Wednesday, December 21, 2011

New painting


"Too soon/Mort laisse un chagrin d'amour que personne ne peut guérir, l'amour laisse un souvenir personne ne peut voler"
by Hilary J. England, 2011
Oil on canvas, 24" x 26" x 2"
This was a hard painting to paint.  After the procession of deaths I have experienced over the last several years, I felt moved to chronicle the absolutely abyssmal pain that follows these experiences, and how we flounder and feebly attempt to process the enormity of the losses. 

For several months, I was languishing in a sort of limbo--my mind refused to move forward, but it also refused to look back.  It stubbornly resisted all thoughts of anything painful, as you would attempt to fight off a mugger.  I felt this apprehensive, breathless sort of waiting...as if something more was going to happen.  And, sometimes it did.

After several funerals this year, several last year, etc., and etc., I was a bit on edge, and just plain sick and tired of people I know and care about kicking the bucket...not very eloquent, but there it is. 

I am thankful at this year's end for all I have, and all that were given to me, for the people, places and gifts that make me appreciate life.  I mourn those who have departed this life before their time, or even, if it was their time, it's never good time for those who are left behind. 

In three days time, Christmas Eve,  Nicole will have left us a year ago.  Casey is gone a year as of December 15th, Dan died on President's day, Matt on Memorial day.  Several more have gone on since the beginning of this year, such as Lori at Thanksgiving time, even Larry who went at St. Patrick's day...we have all the holidays covered, not to be sick or sarcastic...and although I'm well aware that death is part of life, it seems once you open the floodgates, it's a never ending trickle. 

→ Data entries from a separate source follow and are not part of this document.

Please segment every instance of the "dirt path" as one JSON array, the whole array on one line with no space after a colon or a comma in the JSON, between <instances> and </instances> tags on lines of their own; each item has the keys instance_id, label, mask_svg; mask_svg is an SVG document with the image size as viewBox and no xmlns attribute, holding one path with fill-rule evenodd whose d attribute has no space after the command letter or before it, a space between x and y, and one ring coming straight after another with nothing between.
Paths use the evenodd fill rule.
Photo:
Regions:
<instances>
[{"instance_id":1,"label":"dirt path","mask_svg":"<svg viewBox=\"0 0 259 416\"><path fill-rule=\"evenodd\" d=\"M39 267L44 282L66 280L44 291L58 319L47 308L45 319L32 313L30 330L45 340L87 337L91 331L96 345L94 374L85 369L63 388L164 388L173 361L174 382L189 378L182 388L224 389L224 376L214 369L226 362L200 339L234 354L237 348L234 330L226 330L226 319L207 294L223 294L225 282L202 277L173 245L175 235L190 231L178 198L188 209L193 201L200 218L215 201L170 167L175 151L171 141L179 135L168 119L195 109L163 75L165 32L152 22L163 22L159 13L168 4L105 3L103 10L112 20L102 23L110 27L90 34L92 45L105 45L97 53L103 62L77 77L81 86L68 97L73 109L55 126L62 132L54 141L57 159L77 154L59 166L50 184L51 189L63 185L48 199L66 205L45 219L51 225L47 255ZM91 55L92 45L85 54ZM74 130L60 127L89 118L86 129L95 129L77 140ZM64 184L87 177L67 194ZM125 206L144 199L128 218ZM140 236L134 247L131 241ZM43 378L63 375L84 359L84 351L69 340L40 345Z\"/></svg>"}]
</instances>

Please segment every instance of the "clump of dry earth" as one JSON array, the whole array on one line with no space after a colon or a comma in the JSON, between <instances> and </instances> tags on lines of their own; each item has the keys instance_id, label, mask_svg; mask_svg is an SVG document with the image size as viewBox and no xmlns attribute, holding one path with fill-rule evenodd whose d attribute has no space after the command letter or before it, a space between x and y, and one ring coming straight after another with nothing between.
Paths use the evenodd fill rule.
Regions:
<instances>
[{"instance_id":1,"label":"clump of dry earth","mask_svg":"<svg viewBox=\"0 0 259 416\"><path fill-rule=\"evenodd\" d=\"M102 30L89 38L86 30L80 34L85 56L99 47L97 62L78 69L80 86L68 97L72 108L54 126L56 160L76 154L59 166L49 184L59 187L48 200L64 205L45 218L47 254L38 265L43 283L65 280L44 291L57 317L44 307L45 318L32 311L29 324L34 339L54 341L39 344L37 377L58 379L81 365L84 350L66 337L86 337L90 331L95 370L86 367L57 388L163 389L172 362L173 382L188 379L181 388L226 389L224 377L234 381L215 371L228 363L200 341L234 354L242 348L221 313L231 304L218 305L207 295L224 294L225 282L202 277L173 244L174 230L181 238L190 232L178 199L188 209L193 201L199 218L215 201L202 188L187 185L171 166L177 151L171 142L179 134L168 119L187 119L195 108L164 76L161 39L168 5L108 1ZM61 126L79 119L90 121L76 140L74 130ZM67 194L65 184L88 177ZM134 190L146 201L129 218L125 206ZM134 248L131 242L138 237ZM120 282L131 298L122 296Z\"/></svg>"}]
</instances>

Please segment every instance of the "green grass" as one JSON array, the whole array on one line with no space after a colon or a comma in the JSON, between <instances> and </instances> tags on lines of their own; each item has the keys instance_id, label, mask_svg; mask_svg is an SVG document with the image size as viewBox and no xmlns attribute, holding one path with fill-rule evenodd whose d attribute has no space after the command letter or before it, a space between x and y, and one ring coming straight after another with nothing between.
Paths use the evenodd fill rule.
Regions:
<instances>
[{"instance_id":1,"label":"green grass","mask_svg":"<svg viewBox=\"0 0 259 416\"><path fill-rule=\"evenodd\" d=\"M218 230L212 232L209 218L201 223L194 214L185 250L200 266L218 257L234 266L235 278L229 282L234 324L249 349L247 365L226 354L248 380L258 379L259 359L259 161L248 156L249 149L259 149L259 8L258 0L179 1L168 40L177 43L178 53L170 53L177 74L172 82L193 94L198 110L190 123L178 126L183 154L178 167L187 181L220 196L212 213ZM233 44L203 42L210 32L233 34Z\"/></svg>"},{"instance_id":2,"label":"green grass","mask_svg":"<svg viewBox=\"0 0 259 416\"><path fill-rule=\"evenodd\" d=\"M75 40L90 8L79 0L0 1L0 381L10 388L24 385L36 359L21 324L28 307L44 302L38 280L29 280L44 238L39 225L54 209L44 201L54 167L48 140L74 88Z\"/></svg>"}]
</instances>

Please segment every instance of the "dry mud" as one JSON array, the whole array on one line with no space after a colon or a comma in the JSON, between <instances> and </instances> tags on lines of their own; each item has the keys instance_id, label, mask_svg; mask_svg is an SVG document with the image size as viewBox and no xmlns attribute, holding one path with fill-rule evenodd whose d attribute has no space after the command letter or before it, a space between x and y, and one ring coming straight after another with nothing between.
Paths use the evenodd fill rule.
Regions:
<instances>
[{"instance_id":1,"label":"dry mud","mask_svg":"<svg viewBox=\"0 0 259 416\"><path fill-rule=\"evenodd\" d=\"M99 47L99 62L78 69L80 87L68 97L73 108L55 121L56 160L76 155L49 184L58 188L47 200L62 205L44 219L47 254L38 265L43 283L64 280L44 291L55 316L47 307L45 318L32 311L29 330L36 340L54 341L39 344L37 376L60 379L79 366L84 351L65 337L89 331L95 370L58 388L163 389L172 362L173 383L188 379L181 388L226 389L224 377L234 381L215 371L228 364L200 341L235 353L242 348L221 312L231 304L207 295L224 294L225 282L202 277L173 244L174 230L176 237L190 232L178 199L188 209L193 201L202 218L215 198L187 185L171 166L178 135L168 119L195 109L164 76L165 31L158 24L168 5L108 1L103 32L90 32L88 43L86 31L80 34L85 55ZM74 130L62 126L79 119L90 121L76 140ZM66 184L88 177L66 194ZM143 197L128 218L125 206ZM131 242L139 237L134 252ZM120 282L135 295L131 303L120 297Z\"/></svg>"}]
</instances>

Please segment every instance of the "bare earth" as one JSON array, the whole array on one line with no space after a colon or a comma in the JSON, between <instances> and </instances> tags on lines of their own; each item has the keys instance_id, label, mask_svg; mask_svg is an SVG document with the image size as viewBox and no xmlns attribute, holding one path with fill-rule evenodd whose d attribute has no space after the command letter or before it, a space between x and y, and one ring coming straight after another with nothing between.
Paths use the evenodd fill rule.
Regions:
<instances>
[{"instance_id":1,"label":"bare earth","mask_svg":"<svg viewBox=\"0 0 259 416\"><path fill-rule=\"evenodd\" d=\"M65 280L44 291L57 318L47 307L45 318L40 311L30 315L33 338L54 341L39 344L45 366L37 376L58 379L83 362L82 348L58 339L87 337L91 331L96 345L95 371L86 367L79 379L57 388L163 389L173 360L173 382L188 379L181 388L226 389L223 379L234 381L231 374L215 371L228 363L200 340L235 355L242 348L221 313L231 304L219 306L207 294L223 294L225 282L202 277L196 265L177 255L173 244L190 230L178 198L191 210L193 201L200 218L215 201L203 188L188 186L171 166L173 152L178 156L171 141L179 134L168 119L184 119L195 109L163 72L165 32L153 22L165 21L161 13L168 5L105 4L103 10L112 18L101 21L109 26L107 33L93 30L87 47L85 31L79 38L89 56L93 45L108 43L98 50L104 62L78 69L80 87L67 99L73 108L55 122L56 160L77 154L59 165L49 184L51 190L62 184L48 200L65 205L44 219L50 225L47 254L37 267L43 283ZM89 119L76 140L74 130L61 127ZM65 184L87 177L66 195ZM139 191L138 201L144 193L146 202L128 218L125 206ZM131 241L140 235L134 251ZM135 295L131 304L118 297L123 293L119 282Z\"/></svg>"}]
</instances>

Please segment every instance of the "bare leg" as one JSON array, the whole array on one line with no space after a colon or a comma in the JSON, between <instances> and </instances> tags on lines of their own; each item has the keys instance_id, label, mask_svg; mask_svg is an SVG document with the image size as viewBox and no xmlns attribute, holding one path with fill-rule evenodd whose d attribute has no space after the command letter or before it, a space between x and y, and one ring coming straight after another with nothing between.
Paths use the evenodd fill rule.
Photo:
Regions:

I remember 14 years ago when my Grandmother died, and it was the most enormous loss I had suffered to that point in my life.  Here I was a women in her mid-twenties, and I had been lucky enough to not have been touched by death in a major way until that point.  I knew in my heart of hearts Pandora's box had been opened with her death, and we had several more, back to back, all in a succession.  It seemed to grow quiet for several years, and then, again, all at once. 

So, this painting is my way of trying to work out the enormous love that is carried away with the departing souls, and the enormous hole that is left behind in the hearts of those who love them.